Clive Hamilton

Clive Hamilton

Clive Hamilton (1953, Carlton, Australië) doceert ethiek en is zeer betrokken bij het klimaatdebat. Hij wil de enorme impact van de mens op de aarde duidelijk maken om zo de destructieve exploitatie in een constructieve samenwerking te veranderen. Hamilton is bovendien China-expert.

Voor Hamilton toont de complexiteit van het Antropoceen aan dat er met een multidisciplinaire bril naar de planetaire problemen gekeken moet worden. Hamilton heeft zo’n bril. Hij is professor ethiek en heeft geschiedenis, wiskunde, psychologie en economie gestudeerd. Sinds het begin van deze eeuw mengt hij zich actief in het klimaatdebat en wijst hij op de schaduwkanten van economische groei en hyperconsumentisme. Je kunt niet zeggen dat Hamilton’s werk getuigt van een vrolijke, optimistische visie op de toekomst. René ten Bos noemt hem met enige ironie een ‘schaamteloze pessimist’, maar bewondert zijn boek ‘De provocerende aarde’. Ik noem Hamilton liever een meedogenloze realist.
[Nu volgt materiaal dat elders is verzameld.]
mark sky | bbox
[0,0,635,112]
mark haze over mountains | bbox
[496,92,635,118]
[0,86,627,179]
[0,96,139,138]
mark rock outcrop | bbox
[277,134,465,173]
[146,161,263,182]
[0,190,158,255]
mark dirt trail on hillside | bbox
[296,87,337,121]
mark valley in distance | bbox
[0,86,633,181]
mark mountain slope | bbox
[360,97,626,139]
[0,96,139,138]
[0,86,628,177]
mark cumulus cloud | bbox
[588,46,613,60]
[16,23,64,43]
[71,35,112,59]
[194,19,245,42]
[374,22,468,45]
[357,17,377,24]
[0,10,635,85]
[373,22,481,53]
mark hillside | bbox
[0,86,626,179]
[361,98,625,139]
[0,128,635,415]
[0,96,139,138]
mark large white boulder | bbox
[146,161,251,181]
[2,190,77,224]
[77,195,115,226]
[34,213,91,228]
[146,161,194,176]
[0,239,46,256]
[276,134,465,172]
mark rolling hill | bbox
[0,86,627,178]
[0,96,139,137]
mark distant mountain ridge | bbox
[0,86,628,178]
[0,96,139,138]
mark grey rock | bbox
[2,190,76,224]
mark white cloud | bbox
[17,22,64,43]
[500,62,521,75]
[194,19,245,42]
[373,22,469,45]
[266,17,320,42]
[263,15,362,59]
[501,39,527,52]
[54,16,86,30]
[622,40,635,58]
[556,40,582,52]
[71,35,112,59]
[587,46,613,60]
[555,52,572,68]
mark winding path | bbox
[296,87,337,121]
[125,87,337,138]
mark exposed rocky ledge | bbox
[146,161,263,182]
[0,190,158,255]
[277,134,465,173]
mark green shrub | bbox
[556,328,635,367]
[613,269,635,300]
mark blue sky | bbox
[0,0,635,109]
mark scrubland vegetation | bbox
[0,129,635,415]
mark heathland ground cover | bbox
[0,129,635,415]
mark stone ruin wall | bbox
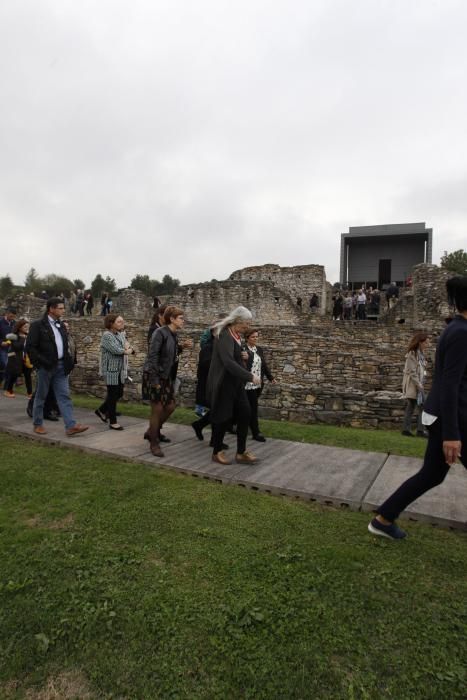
[412,263,456,328]
[3,265,450,428]
[229,264,327,313]
[63,318,438,428]
[111,289,154,319]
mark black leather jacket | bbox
[145,326,178,385]
[25,314,75,374]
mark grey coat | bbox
[100,331,128,386]
[402,350,426,399]
[206,328,253,423]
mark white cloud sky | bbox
[0,0,467,286]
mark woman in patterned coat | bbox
[95,314,135,430]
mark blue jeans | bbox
[32,360,76,430]
[0,348,8,386]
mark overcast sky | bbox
[0,0,467,286]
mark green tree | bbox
[41,273,75,297]
[441,248,467,275]
[0,275,15,299]
[162,275,180,294]
[130,275,154,297]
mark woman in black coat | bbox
[245,328,276,442]
[5,318,32,398]
[206,306,261,464]
[368,277,467,540]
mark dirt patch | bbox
[0,681,19,700]
[25,671,93,700]
[23,513,75,530]
[144,552,165,566]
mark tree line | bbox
[0,267,180,299]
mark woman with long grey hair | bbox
[206,306,261,464]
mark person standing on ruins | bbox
[368,277,467,540]
[245,328,276,442]
[206,306,261,464]
[402,332,430,437]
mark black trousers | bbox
[246,389,261,437]
[377,418,467,522]
[212,388,250,454]
[99,382,123,425]
[192,411,211,430]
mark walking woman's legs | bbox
[403,399,417,433]
[246,389,259,437]
[234,389,251,454]
[377,418,467,522]
[212,423,226,455]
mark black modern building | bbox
[340,222,433,289]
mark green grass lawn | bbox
[0,434,467,700]
[73,394,426,458]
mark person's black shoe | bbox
[191,420,204,440]
[94,408,108,423]
[209,440,229,450]
[44,413,58,421]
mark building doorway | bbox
[378,260,391,289]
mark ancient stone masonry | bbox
[112,289,154,319]
[413,264,455,329]
[165,280,302,326]
[66,318,438,427]
[5,264,452,428]
[229,265,327,312]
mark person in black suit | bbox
[25,297,89,437]
[245,328,276,442]
[368,277,467,539]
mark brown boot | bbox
[235,451,258,464]
[149,442,164,457]
[212,452,232,464]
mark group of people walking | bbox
[0,277,467,539]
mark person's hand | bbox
[443,440,462,467]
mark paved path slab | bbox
[0,396,467,530]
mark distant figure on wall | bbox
[310,293,319,313]
[386,282,399,309]
[402,332,430,437]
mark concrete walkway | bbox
[0,394,467,530]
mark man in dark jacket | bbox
[26,297,89,437]
[0,306,16,386]
[368,277,467,539]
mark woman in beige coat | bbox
[402,332,430,437]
Hij laat haarscherp zien dat we - ondanks alle ontkenningsmechanismen, optimistische toekomstvisies en politieke manipulaties - de provocatie van de aarde niet kunnen blijven negeren of bagatelliseren. Zijn stijl is nuchter, maar heeft een ondertoon van ontzetting en verontwaardiging over de leugens en misleidende oplossingen die aangedragen worden in het kader van de opwarming van de aarde. Tijdens onze reis in het Antropoceen zijn er volgens Hamilton maar twee opties:
1. We gaan gewoon zo door en zien wel waar het schip strandt. En het zal stranden als we in dit tempo en op deze schaal blijven produceren en consumeren. Wanneer? Dat is van een aantal factoren afhankelijk, maar voor het eerst in de geo-historie is duidelijk dat het lot van mens en aarde onlosmakelijk met elkaar verbonden zijn.
2. Vanwege die lotsverbondenheid kunnen we de feiten maar beter
onder ogen zien en aansturen op een volledige koersverandering
van ons denken. Hoe? Oog krijgen voor de destructieve menselijke
dwaasheid en voor de kwetsbaarheid van de aarde is een goed begin.
Daar is de filosofie voor nodig.
Hamilton pleit voor een nieuw antropocentrisme waarbij de recente bevindingen van de aardsysteemwetenschappen een belangrijke rol spelen. De mens is in de twintigste eeuw machtiger dan ooit. Maar die macht kunnen we nu niet meer zien als het autonome en superieure vermogen van de vrije wezens die wij denken te zijn. De nieuwste inzichten in het aardsysteem maken duidelijk dat onze kracht wordt ingeperkt door natuurlijke processen die krachtiger blijken te zijn. We zijn niet meer -maar ook niet minder! - dan een knoop in het weefsel van de natuur. We zijn machtige wereldscheppende (betekenis gevende) wezens, maar dit vermogen verleent ons niet de zeggen-schap over de aarde. Het wijst ons, aldus Hamilton, juist op de unieke verantwoordelijkheid die we ten aanzien van de aarde hebben.
De aardsysteemwetenschappen onthullen een nieuwe zijnshorizon:
een horizon van betekenissen en waarnemingswijzen met manieren van spreken en met handelingsmogelijkheden waar de aarde bij betrokken is. De breuk in het holoceen die Antropoceen heet, noopt tot een ontologische verschuiving in ons zelfverstaan en dit impliceert een andere verhouding tussen mens en de aarde. Pas als we de grootsheid van het menselijk project en het extreme gevaar van overmoed dat daarmee gepaard gaat, onder ogen zien, kunnen we een antwoord vinden op de grote vraag van onze tijd: hoe moeten we onze macht aanwenden om de aarde tot rust te brengen en te beschermen, in plaats van haar te vernietigen? Welk mensbeeld en welke wereld hebben we voor ogen als we de reis door het Antropoceen op een verantwoorde manier willen voortzetten?